Google: Keep Android Users' Secure Network Passwords Secure
If you have a recent Android phone or tablet, chances are you take advantage of a convenient feature to backup your application settings and wireless network passwords. This feature is enabled by default in Android 2.2 and later, and it can make switching to a new device or replacing a lost phone a quicker process. If you haven't examined all the settings for your phone, you might not know if this setting is enabled.
You might not even know who has access to your data.
When a Google user sets up a new Android device with Google Play and signs into her Google account, Android Backup Service automatically downloads any backed up settings and wireless network passwords from Google's servers. All that is required of the user to begin this process is her Google credentials.
This indicates that the data is stored either in plaintext, or encrypted using Google account credentials only. In the latter case, it would need to be decrypted before transit to the user's device. However, a statement from Google to Ars Technica indicates that the former might be the case:
"Our optional 'Backup my data' feature makes it easier to switch to a new Android device by using your Google Account and password to restore some of your previous settings. This helps you avoid the hassle of setting up a new device from scratch. At any point, you can disable this feature, which will cause data to be erased. This data is encrypted in transit, accessible only when the user has an authenticated connection to Google and stored at Google data centers, which have strong protections against digital and physical attacks."
This statement makes clear that the data is encrypted in transit, which is good. But it doesn't say that the data is encrypted at rest. If it's not, authorized Google employees could access it or make it available to government data requests. We hope that Google is storing this data in an encrypted form such that only the user can unlock it.
How sensitive is this data? Settings data is generally limited to the options you select when configuring your device. It may also include a list of software you have downloaded from the Google Play Store.
Your wireless network passwords might be considered very sensitive. While you personally might not be too worried about sharing the encryption key for your home network, your employer might feel differently. In either case, since the network administrator has made the decision to secure the network, any developer designing software to store the network password should respect that decision and assume that the password wasn't meant to be left lying around in plain sight or plaintext.
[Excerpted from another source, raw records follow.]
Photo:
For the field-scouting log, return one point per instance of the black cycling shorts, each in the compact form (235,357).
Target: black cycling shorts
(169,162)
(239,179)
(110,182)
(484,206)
Fixing the flaw is more complicated than it might seem. Android is an open source operating system developed by Google. Android Backup Service is a proprietary service offered by Google, which runs on Android. Anyone can write new code for Android, but only Google can change the Android Backup Service.
Google already has a great model for this kind of service in Chrome. Chrome's sync service allows a user to store all her settings on Google's servers, encrypted. By default, the data is encrypted with her Google credentials, but Chrome offers the additional option to encrypt this data with the user's own sync passphrase. This model would work very well for Android Backup Service.
Additionally, the open source Android OS itself could offer client side encryption as part of the backup code that Android Backup Service is built on. That way, third-party providers could more easily safeguard your data.
Cloud storage of personal data has become a ubiquitous part of the computing landscape, and of our daily lives. With frequent revelations of government, corporate, and entirely unauthorized abuse of that personal data, it's important to examine what we give to cloud providers, when, and how. The standard we'd like to see providers move toward is host-proof hosting, especially when backing up sensitive data. It might be reasonable to trust these companies at times in order to take advantage of the convenience their services offer, but trusting a service that mishandles one's data by failing to properly secure it is clearly a mistake.
Google says, "You should only give your WiFi password to people you trust." If Google has mapped our wireless networks and stored their passwords, they need to act fast to restore that trust.